Not only was the saxophone’s immersion in the band’s sound a game-changer, but so was the band’s overall sound of being a rock band with no lead guitar. (Well, at least at it’s core. I continue to contest that being the case these days.) Yes, Tim Reynolds is present throughout the album, but he’s felt more than explicitly heard. Instead, I was listening to a band that figured out how to rock with both a violin and saxophone (and flute!). Wild!
Also, Crash covers a fair amount of stylistic ground. The overall atmosphere of the album is cohesive, but the band covers a respectable range that includes rock/pop (“So Much to Say,” “Too Much,” “Tripping Billies”), more jam- and jazz-influenced fare (“#41,” “Say Goodbye,” and “Proudest Monkey”), ballads (“Crash Into Me,” “Let You Down,” “Cry Freedom”), the in-between (“Lie In Our Graves”), and a couple hard-driving selections (“Two Step,” “Drive In Drive Out”).

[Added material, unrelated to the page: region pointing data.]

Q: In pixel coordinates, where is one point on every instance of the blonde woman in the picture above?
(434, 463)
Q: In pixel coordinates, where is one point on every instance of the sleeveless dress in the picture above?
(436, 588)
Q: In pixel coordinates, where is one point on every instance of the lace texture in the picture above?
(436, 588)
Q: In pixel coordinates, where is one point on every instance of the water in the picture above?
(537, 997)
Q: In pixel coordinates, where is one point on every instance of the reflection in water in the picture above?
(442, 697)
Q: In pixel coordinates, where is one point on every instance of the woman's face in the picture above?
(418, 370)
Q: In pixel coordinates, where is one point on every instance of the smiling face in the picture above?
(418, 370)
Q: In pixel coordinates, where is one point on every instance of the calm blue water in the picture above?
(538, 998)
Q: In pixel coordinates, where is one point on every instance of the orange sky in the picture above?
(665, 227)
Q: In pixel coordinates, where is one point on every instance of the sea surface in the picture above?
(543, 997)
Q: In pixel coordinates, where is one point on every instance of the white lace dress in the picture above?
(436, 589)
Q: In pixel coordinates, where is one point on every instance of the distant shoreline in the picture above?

Most people consider the follow-up, 1998’s Before These Crowded Streets, to be the band’s best album, and it’s a consistent favorite among much of the hardcore fan base. I definitely see where BTCS devotees are coming from (and, in some respects, I agree that it’s DMB’s best): it’s an epic album with superb songs. That said, its grandiosity is something that gets in the way when I’m thinking of what makes an album my favorite when it comes to DMB (or most any band, I suppose). BTCS features Alanis Morissette, Béla Fleck, Kronos Quartet, and many more. It’s a big studio undertaking whereas Crash, still a big studio album, features the core five (plus Tim Reynolds) and, for the most part, features a pretty “live” sound. One drawback I always saw with Under the Table and Dreaming was the production — maybe it was the time and technology, but the album has much less of a “live” presence than Crash.)
At the end of the day, Crash is my personal favorite. Admittedly, it may partially be for nostalgic reasons, as it’s where it all started for me. Even so, it’s the band’s studio album I listen to the most, and it’s the one I keep handy in case I need a fix. For example, I use my iPod Classic when I’m on the move, but I do keep select albums on my iPhone and iPad, and Crash is always the first DMB one to get thrown on there. Its song selection, live sound, and lack of guests (beyond Reynolds) combine to offer a great distillation of a band that’s become a real piece of my life over these last two decades.